Feb. 27 (Bloomberg) -- Last week, the Federal Reserve’s quantitative easing was about to undergo some quantitative adjustment. At least that was the take-away from the minutes of the Jan. 29-30 meeting, suggesting that Fed policy makers were starting to view the costs of long-term asset purchases as outweighing the benefits.
Chairman Ben Bernanke disabused us of that notion this week when he delivered the Fed’s semiannual monetary policy report to Congress.
“We do not see the potential costs of the increased risk-taking in some financial markets as outweighing the benefits of promoting a stronger economic recovery and more-rapid job creation,” Bernanke said in prepared testimony. The Fed will continue its $85-billion-a-month asset purchases, he said, “until it observes a substantial improvement in the outlook for the labor market in a context of price stability.”
Bernanke did a good job of outlining, and downplaying, the risks of expanding the Fed’s balance sheet, which, at $3.1 trillion, is almost four times its pre-crisis size. Along with the extended period of near-zero interest rates, large-scale asset purchases have the potential to increase the rate of inflation, encourage excessive risk-taking and financial instability, create market distortions, and, when interest rates rise, produce capital losses on the Fed’s portfolio of long-term securities.

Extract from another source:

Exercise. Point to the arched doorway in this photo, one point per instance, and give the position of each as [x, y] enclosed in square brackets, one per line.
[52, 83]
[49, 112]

I would add one more risk to his list: a loss of credibility as the Fed appears more willing to tolerate higher inflation in the short run in exchange for lower unemployment.
The Fed chief emphasized the substantial costs of persistently high unemployment, to both the individual and society at large. What he didn’t do was explain how more of the same is going to achieve a different result.
The unemployment rate has exceeded 7 percent for 50 consecutive months. It has come down to 7.9 percent from 10 percent in October 2009, but this has been a grudging decline accompanied by a reduction in the percentage of the population in the labor force.
On the benefit side, Bernanke said that low long-term interest rates have helped spark a housing recovery, although it’s not clear how credit for the revival should be apportioned among interest rates, time and a one-third collapse in nationwide home prices in the six years following the 2006 peak. To the extent that rock-bottom interest rates have goosed the stock market, consumers will feel better and spend more, Bernanke said.
Unfortunately, the “wealth effect” from equity markets doesn’t seem to pack the same punch as that from housing, according to research by Credit Suisse economists Neal Soss and Henry Mo. Historically and for obvious reasons, housing wealth has been regarded as more permanent and less volatile than stock-market wealth. With housing values still depressed, the Fed will have to “engineer even larger bull markets in house prices and stock prices for any desired pick-up in economic growth,” Soss and Mo wrote in the firm’s Feb. 13 U.S. Economic Digest.
At this week’s hearing, Senator Tom Coburn, a Republican from Oklahoma, asked Bernanke if there was a “diminishing return” on the Fed’s efforts at quantitative easing. Bernanke acknowledged that it was a good question, cited the “substantial benefits” in 2009 when markets were chaotic, and concluded that there were “some positive benefits in terms of growth.”
Fair enough. Still, I wonder if Bernanke isn’t overconfident about the Fed’s ability to unwind its stimulus in a timely fashion (we have the “tools”), identify potential risks to the financial system (we have enhanced supervision) and forecast the future (we have a model). Seven years after the air started to leak out of the housing bubble, the U.S. economy is still operating well below its potential. Housing seems to have bottomed, finally, and is just starting to make a noticeable contribution to economic growth. Under the circumstances, you would think avoiding a repeat of that whose name cannot be spoken -- asset bubble -- would be a top priority for the Fed.
In the three decades since inflation was tamed, the U.S. economy has been prone to periodic bouts of irrational exuberance in asset markets. Why? Both arise from the same source, which is excess money and credit creation. Why isn’t the Fed more concerned about how credit is allocated, or misallocated as the case may be?
Senator Bob Corker, a Republican from Tennessee, accused Bernanke of being a “dove” for his implementation of expansionary policies. Bernanke responded by boasting of his record on inflation. He said it was “the best of any Federal Reserve Chairman in the postwar period -- at least one of the best, about 2 percent average inflation.”
Alan Greenspan, Bernanke’s predecessor, could say the same. With two bubbles -- one in Internet stocks, the other in housing -- under his watch, he’s not exactly going to be remembered for his track record on inflation.
(Caroline Baum, author of “Just What I Said,” is a Bloomberg View columnist. The opinions expressed are her own.)